Anheuser-Busch InBev (AB InBev), ce nom vous est probablement inconnu. Il s’agit, cependant, de l’une des plus grosses brasseries mondiales, plus connue sous le nom de certaines de ses bières : Stella Artois, Leffe, Hoegaarden, Budweiser, Beck’s, ou encore Michelob. Un conglomérat construit à force d’acquisitions, dont le chiffre d’affaires en 2016 a été de 45,5 milliards de dollars.

Le rôle central de l'ERP

Un casse-tête également pour ses gestionnaires, contraints de consolider des données comptables, de marché et financières, provenant de systèmes dispersés et disparates. Une opération qui n’a été rendue possible qu’avec l’adoption d’un ERP SAP reposant sur une infrastructure IT performante.
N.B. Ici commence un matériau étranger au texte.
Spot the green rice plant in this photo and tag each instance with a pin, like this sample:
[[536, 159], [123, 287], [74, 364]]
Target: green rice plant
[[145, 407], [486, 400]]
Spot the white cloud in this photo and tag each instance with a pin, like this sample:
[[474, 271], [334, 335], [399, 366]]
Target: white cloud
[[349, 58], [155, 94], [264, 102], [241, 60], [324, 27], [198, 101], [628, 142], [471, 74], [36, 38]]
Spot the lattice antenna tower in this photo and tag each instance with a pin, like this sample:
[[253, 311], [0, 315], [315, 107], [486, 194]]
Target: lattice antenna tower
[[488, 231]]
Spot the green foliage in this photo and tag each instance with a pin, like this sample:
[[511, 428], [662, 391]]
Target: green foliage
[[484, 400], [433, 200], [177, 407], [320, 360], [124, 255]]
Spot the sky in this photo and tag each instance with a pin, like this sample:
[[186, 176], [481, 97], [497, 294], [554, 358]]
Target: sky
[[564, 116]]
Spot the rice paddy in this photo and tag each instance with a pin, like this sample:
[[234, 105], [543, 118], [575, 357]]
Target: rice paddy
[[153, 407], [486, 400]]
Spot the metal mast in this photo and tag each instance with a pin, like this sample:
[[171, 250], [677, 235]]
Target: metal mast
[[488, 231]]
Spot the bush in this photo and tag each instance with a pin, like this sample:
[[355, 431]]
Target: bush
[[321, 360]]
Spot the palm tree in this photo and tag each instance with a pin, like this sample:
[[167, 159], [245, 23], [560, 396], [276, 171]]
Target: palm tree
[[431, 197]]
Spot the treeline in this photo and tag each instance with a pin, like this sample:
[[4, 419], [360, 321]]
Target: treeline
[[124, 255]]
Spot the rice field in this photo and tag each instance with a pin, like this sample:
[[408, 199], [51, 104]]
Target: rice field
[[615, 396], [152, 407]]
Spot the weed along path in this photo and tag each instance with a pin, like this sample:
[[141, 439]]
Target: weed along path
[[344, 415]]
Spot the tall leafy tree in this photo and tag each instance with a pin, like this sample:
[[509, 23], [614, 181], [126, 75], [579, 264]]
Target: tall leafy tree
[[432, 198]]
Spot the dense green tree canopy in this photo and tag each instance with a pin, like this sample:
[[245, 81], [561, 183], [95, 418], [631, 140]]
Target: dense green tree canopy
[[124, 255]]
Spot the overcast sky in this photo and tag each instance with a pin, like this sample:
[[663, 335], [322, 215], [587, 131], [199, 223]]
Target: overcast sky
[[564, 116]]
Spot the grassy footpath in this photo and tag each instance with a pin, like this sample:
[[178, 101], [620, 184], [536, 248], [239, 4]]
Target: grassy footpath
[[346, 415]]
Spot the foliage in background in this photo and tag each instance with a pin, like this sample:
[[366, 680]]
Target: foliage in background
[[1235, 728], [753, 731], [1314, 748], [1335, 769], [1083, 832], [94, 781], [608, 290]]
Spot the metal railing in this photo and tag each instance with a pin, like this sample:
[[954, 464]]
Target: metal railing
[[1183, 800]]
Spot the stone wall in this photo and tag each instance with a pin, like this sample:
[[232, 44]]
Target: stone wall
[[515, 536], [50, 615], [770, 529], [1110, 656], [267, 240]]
Dans ces conditions, on imagine la complexité de la connexion des systèmes en place avec l’ERP central SAP, et de l’usage des données stockées et/ou générées dans le système. Et que pour l’exercice de leurs fonctions, les employés de AB InBev utilisent les applications et les données SAP, directement ou indirectement.

C’est sur cela que SAP s’appuie pour alléguer que ces mêmes employés accèdent aux systèmes et données de son ERP sans les licences appropriées…

Violations multiples d'un contrat de licence SAP

A New York, SAP a engagé une procédure contre AB Companies LLC, « conformément aux Règles d'arbitrage commercial de l'American Arbitration Association » pour reprendre un document de 544 pages remis à la SEC (le gendarme de la bourse de Wall Street), pour des violations multiples d'un contrat de licence SAP. Une plainte accompagnée d’une demande de dommages et intérêts de 600 millions de dollars.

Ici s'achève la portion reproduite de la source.